Finance minister Nirmala Sitharaman on Saturday launched a common online platform named eBkray to auction assets attached by various state-run banks, seeking to bring in transparency in the sale of 35,000 properties currently available and many more in future.
After a meeting with chiefs of state-run banks on Saturday, ahead of the Budget, the minister also announced that the revenue department will notify RuPay and UPI as the prescribed mode of payment for undertaking digital transactions without any MDR charges from January 1, 2020. Accordingly, all companies with a turnover of Rs 50 crore and above will be required to offer payment facility through RuPay debit card and UPI QR code to their customers, in sync with a Budget proposal.
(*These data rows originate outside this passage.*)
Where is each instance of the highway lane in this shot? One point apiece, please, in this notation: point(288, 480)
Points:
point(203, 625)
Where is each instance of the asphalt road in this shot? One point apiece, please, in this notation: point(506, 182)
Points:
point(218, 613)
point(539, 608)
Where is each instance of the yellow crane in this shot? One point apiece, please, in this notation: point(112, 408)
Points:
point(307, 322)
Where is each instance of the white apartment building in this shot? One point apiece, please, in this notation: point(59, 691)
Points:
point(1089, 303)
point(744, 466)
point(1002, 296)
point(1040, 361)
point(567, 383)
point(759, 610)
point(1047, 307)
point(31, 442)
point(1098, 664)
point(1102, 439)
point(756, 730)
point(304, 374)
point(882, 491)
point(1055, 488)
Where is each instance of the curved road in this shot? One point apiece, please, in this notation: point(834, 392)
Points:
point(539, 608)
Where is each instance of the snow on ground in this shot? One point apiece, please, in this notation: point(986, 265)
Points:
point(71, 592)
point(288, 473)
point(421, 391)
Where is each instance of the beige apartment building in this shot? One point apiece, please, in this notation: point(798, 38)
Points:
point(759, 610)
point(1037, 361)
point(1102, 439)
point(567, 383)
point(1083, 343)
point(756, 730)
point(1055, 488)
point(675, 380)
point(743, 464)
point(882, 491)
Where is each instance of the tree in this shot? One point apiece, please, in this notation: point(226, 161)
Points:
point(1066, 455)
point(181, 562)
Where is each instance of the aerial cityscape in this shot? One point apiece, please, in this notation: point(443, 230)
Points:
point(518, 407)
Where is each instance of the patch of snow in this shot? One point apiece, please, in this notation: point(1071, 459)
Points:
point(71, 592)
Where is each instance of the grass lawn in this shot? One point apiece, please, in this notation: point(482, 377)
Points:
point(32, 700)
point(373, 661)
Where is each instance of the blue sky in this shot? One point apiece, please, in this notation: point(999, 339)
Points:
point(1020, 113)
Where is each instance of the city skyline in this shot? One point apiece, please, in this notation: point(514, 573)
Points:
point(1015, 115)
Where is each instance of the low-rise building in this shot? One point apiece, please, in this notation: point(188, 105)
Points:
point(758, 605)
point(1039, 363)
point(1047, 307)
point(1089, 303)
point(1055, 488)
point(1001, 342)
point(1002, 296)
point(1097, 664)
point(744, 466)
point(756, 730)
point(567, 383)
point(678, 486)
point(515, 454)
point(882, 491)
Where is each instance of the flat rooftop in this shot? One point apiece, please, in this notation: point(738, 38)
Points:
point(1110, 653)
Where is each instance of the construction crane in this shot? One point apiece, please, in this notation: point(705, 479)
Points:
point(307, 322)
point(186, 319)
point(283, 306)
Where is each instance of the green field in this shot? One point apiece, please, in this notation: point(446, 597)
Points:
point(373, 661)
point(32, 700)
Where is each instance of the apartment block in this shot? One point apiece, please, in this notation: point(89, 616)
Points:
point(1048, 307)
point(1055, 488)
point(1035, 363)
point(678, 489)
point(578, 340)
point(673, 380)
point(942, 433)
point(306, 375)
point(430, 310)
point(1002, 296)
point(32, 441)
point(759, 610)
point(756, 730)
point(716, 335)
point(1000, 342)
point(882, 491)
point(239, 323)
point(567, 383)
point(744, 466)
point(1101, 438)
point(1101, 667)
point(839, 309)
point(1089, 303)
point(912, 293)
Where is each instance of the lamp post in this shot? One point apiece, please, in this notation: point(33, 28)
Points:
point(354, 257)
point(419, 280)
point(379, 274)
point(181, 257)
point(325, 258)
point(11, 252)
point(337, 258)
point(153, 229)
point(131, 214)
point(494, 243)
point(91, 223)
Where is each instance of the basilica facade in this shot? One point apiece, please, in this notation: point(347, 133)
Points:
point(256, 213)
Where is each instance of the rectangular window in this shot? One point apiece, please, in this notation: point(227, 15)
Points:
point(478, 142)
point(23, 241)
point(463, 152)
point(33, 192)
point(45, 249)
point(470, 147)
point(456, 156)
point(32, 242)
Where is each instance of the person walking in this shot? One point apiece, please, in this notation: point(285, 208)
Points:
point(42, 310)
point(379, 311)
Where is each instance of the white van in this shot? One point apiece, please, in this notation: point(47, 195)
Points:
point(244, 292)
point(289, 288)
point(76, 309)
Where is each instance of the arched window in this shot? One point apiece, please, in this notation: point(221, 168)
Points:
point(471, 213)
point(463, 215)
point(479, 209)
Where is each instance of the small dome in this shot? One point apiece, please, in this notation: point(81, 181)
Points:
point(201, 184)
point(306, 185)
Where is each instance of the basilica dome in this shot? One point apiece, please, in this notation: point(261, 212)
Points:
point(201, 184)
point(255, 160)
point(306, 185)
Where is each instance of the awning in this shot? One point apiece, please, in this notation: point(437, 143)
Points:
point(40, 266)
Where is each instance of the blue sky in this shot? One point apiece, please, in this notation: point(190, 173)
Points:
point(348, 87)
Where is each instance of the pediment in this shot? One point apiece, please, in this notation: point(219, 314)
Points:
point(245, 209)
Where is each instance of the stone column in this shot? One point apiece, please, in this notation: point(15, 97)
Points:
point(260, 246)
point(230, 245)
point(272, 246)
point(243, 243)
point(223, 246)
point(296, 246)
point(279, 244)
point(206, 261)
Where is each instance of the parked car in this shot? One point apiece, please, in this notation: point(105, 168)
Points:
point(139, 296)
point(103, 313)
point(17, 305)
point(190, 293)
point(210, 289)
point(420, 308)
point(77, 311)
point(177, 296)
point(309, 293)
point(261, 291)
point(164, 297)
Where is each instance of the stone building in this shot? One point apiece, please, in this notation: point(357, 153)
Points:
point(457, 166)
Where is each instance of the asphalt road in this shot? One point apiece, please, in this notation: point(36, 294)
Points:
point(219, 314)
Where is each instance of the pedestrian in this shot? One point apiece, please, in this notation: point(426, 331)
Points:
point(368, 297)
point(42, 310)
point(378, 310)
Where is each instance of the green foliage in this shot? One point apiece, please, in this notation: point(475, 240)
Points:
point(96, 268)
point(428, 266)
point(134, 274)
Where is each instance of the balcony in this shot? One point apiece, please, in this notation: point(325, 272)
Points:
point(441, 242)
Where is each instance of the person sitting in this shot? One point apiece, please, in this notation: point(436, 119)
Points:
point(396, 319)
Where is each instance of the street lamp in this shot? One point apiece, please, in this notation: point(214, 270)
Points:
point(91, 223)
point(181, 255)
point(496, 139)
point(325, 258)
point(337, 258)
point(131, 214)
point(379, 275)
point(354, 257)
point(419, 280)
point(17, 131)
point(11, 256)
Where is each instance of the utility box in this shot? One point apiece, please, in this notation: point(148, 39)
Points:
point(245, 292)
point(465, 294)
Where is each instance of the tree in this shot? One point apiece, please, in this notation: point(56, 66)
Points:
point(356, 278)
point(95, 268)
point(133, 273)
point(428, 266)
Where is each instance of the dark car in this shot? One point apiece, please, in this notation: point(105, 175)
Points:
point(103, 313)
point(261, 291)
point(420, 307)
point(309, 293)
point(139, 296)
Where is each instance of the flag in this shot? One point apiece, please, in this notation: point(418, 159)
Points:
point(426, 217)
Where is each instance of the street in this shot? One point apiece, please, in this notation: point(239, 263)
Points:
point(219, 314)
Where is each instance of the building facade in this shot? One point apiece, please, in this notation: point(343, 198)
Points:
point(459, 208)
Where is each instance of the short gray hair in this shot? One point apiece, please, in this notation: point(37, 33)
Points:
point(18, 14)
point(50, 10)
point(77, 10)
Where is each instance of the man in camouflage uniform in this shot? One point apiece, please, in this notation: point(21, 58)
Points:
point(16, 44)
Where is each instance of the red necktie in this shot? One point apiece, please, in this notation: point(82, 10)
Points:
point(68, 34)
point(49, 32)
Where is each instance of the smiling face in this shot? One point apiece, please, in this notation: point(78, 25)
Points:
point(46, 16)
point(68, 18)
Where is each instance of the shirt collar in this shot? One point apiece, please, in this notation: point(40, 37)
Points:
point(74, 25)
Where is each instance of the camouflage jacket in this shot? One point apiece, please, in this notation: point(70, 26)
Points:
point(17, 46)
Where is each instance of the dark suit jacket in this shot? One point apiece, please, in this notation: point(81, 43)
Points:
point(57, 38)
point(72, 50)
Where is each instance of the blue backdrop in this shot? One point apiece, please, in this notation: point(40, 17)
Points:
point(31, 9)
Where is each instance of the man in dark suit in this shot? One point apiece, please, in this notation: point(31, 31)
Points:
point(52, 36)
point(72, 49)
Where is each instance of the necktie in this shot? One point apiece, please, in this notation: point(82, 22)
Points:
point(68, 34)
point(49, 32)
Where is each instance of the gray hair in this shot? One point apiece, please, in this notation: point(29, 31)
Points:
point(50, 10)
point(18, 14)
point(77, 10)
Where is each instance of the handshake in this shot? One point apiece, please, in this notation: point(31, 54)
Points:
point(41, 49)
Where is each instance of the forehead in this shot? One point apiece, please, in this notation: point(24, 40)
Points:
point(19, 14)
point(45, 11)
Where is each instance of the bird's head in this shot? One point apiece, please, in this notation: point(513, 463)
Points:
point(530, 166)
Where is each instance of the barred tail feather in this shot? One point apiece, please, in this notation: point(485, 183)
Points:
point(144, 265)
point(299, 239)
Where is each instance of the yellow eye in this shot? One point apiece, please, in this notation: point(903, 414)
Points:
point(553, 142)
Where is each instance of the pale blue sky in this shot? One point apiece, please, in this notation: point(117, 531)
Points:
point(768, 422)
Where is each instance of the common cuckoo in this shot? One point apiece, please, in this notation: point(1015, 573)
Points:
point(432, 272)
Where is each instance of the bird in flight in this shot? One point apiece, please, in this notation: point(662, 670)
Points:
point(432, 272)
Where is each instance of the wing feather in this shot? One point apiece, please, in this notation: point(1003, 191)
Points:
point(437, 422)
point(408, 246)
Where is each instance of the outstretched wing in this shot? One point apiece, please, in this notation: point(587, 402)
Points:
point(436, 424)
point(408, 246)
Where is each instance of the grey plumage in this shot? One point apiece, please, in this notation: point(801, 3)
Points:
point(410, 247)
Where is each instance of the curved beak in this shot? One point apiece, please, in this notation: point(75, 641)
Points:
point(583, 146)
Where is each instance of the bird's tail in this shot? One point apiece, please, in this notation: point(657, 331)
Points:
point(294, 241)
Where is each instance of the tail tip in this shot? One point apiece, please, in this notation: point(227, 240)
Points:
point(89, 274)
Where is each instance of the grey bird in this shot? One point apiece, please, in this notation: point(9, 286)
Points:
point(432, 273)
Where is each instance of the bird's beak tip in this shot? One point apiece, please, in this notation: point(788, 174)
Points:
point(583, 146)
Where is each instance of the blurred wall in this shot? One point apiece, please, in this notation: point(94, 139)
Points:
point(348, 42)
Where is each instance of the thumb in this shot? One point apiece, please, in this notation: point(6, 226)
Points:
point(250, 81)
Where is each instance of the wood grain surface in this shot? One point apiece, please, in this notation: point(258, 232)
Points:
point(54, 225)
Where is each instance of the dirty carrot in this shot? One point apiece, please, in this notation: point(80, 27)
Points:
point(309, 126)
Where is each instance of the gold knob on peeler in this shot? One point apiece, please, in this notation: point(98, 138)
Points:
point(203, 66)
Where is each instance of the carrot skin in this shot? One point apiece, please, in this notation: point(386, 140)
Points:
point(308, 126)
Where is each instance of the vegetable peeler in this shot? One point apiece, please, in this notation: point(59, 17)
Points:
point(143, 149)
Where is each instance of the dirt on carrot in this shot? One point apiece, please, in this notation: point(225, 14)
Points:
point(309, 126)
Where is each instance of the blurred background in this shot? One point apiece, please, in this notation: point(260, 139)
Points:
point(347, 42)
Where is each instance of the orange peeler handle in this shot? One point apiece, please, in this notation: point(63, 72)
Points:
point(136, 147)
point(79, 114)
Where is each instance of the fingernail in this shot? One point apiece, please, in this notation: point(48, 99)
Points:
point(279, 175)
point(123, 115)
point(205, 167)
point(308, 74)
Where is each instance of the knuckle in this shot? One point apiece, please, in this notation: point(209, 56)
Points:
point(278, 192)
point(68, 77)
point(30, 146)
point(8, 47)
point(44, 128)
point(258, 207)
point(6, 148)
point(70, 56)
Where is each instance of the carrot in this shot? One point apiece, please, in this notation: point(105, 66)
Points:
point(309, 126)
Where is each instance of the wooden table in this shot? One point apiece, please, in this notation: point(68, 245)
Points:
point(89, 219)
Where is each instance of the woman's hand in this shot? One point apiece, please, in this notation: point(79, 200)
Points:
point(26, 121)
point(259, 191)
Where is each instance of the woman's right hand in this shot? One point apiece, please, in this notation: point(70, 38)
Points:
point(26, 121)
The e-platform to sell assets provides a single-window access to information on all the properties up for e-auction, as well as a facility for the comparison of similar properties. It is equipped with property search features and navigational links to all the e-auction sites of the state-run banks, and also contains photographs and videos of uploaded properties. “There has been information asymmetry when bank-attached assets are auctioned, which will come to an end with the launch of eBkray,” Sitharaman said.
Public-sector banks (PSBs), finance secretary Rajiv Kumar said, are returning to profitability at a fast pace—13 PSBs clocked profits in H1FY20, against just six a year before.
The shadow-banking space, too, is ‘stabilising’ after the IL&FS default and banks’’exposure to top 50 NBFCs went up by as much as 38% year-on-year as of September 2019 to Rs 4,06,666 crore.
To expedite decision-making and prevent potential harassment of bankers for genuine commercial decisions at a time of increased frauds, it was decided that the Central Bureau of Investigation (CBI) would soon hold meetings with bank officials and address their concerns and doubts. Soon, the finance minister will also hold meetings with officials of the Directorate of Revenue Intelligence, Enforcement Directorate and income tax and customs departments for this purpose.
Apart from top finance ministry officials and bankers, the meeting chaired by Sitharaman was also attended by CBI director RK Shukla and two joint directors of the agency.
CBI would develop a mechanism — similar to the one recently introduced by the taxman — so that all its notices carry a registration number to squeeze any scope for unauthorised communications. As such, the CBI doesn’t take up bank fraud cases on its own, but it does so only when the PSBs approach the agency after getting clearance from its own institutional mechanism.
At the same time, Sitharman directed public-sector banks to fast clear pending vigilance cases, accummulated over the years against their officials for alleged malpractices. Accordingly, PSBs will set up committees under GM-level officials for this purpose.
To bolster the audit process at banks, the Indian Bank Association will put in place a robust system for assessing adherence to standards by forensic auditors, and tie up with the CBI for training forensic auditors, the finance ministry said in a statement.
Commenting on the shadow-banking space, the ministry said good NBFCs, including housing finance companies, are able to raise funds from the market ocassionally even at rates lower than the levels before the IL&FS crisis. It, however, conceded that the market is distinguishing between good and not-so-good NBFCs and financially-sound entities are able to obtain higher financing from both banks and the market.
The ministry said reforms carried out by the government have restored banks to health, with gross bad loans of PSBs having dropped from Rs 8.96 lakh crore in March 2018 to Rs 7.27 lakh crore in September 2019. However, earlier this week, a central bank report said bad loans of banks as a percentage of total loans could increase to 9.9% by September 2020 from 9.3% in September 2019, reversing a drop witnessed this year. Nevertheless, the report suggested that banks’ resilience to the bad loan shocks had improved.
With the Essar resolution decision, banks have recovered Rs 38,896 crore, on top of the Rs 4.53 lakh crore recovered in the past four-and-a-half years.
To further capitalise banks and improve their capacity to lend, additional infusion of Rs 8,855 crore (Rs 4,360 crore to Indian Overseas Bank, Rs 2,153 crore to Allahabad Bank, Rs 2,142 crore to UCO Bank and Rs 200 crore to Andhra Bank) has been approved, in addition to the release of Rs 60,314 crore so far this fiscal, the ministry said.